Prostrata da anni di crisi pesante, l'edilizia toscana si aggrappa ai segnali di rallentamento della caduta che si stanno manifestando in questi mesi (-9,1% l'attività nel primo semestre 2013 rispetto allo stesso periodo dell'anno precedente, contro il -13,9% registrato nell'intero 2012), anche se le prospettive a lungo termine delineate nell'indagine congiunturale Ance-Unioncamere Toscana restano negative.
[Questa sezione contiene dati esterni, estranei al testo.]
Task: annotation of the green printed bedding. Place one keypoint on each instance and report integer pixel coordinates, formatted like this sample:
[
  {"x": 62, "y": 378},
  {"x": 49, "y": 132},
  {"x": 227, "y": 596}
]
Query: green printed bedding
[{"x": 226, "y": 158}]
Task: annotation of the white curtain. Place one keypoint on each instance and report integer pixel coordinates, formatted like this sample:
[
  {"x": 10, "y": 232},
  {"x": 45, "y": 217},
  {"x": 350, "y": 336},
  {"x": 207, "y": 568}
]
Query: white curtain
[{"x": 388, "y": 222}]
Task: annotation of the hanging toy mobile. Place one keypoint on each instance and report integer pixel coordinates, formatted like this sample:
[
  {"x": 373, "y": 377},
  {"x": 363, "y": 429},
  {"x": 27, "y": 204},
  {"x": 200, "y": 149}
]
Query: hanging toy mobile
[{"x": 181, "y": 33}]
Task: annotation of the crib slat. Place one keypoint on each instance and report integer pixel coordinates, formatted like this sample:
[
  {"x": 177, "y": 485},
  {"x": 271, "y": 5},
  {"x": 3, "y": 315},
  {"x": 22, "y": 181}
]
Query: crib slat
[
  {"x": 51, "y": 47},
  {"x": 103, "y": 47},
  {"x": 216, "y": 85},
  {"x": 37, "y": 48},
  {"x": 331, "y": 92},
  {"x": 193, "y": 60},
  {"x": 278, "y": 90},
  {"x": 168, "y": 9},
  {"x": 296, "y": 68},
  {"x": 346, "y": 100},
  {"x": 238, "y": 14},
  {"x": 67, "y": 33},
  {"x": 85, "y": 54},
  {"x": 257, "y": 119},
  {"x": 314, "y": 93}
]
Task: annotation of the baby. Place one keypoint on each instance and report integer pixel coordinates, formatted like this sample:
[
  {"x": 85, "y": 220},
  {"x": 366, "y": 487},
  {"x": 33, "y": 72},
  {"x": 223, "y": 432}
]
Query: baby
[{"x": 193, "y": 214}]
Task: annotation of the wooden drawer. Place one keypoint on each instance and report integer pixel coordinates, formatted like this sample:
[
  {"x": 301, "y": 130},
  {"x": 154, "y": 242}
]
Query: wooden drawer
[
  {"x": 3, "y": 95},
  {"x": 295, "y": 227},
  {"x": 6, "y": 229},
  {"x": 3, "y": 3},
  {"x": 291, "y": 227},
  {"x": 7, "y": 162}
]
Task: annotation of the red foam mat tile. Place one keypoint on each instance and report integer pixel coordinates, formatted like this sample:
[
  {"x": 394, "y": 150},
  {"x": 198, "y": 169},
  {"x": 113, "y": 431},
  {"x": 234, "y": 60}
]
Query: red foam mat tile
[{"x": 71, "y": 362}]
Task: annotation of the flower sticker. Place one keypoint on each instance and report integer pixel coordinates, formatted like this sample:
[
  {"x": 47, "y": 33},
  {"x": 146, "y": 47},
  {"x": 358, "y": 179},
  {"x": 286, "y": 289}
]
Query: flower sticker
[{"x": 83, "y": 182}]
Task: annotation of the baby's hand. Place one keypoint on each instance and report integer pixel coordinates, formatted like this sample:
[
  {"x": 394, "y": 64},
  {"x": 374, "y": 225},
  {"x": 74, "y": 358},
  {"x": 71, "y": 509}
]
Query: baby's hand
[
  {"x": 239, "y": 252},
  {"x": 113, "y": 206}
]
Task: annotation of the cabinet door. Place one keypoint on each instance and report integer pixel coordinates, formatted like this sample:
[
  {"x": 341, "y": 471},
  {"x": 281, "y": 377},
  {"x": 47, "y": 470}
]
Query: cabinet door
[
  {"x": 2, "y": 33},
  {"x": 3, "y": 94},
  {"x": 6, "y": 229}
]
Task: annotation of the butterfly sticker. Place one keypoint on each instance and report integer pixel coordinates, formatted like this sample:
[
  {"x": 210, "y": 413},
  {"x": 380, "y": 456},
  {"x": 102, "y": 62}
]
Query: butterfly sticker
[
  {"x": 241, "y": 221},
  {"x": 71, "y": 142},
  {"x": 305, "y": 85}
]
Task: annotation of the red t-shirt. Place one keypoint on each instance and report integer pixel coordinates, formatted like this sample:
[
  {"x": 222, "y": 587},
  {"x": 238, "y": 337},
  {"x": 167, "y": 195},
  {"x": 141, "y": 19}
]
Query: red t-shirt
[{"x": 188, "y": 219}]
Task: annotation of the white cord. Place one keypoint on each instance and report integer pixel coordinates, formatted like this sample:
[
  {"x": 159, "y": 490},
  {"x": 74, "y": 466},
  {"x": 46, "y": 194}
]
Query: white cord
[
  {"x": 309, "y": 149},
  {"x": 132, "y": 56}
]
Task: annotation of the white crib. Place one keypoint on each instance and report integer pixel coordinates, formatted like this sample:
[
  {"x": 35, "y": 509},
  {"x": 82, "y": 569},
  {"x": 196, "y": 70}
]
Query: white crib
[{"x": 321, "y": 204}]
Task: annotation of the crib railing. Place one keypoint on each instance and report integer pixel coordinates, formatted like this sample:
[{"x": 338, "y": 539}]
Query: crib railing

Essenzialmente per due motivi: il primo è che gli investimenti delle imprese di costruzioni sono ancora al palo, a partire da quelli delle aziende più strutturate (con più di 50 addetti); il secondo è che la nuova legge urbanistica regionale che punta ad arginare il consumo di suolo, approvata dalla Giunta regionale e in procinto di approdare in Consiglio, vieta la nuova edificazione residenziale al di fuori dei territori urbanizzati: l'attività edilizia potrà dunque concentrarsi solo nelle aree urbanizzate, e dovrà promuovere la riqualificazione e il riuso.
«Siamo perplessi riguardo a queste rigidità – afferma il presidente di Ance Toscana, Alberto Ricci –. Il divieto di consumare ulteriore suolo non può diventare un dogma assoluto».

Dunque lo scenario di settore volge ancora al nero, dopo la debacle vissuta dall'industria toscana delle costruzioni in questi ultimi anni, che ha portato alla scomparsa dal panorama nazionale delle due aziende leader, Btp e Consorzio Etruria, travolte dai debiti, insieme con un manipolo di altre imprese di dimensioni medie. Oggi le difficoltà coinvolgono anche i lavori pubblici, che in Toscana valgono il 43% del fatturato delle costruzioni, con la maggioranza delle imprese del campione analizzato (non artigiane, con più di 10 addetti) che prevede diminuzioni di attività, rispetto a quelle che dichiarano aumenti. «Se il Governo non toglierà i vincoli del patto di stabilità – dice l'assessore regionale alle Attività economiche, Gianfranco Simoncini – sarà difficile che i lavori pubblici possano ripartire».

Resta, pesante, il problema dei ritardi nei pagamenti da parte della Pubblica amministrazione, segnalato dal 75% delle imprese. «Qualcosa sta cambiando grazie al decreto legge del ministero dell'Economia che ha comportato l'inizio della riscossione dei crediti fermi per l'82% delle imprese interpellate – segnala il rapporto – ma con una percentuale media di riscossione sul totale crediti fermi pari al 39,8%».

Resta delicato anche il capitolo dell'accesso al credito: nel primo semestre 2013 il 39,6% delle imprese ha fatto domanda di credito al sistema bancario, rispetto al 60,6% dell'anno precedente, a conferma – segnala il rapporto - dello scoraggiamento che pervade il settore. Sul fronte istituti di credito, del resto, si assiste all'irrigidimento dell'offerta creditizia: nel primo semestre 2013 l'accesso al credito è peggiorato per il 61% delle imprese, e rimasto invariato per il restante 39%. Il dato, del resto, va a braccetto con quello che appare come il più preoccupante per il settore: nessuna impresa con più di 50 addetti ha aumentato gli investimenti nel primo semestre 2013.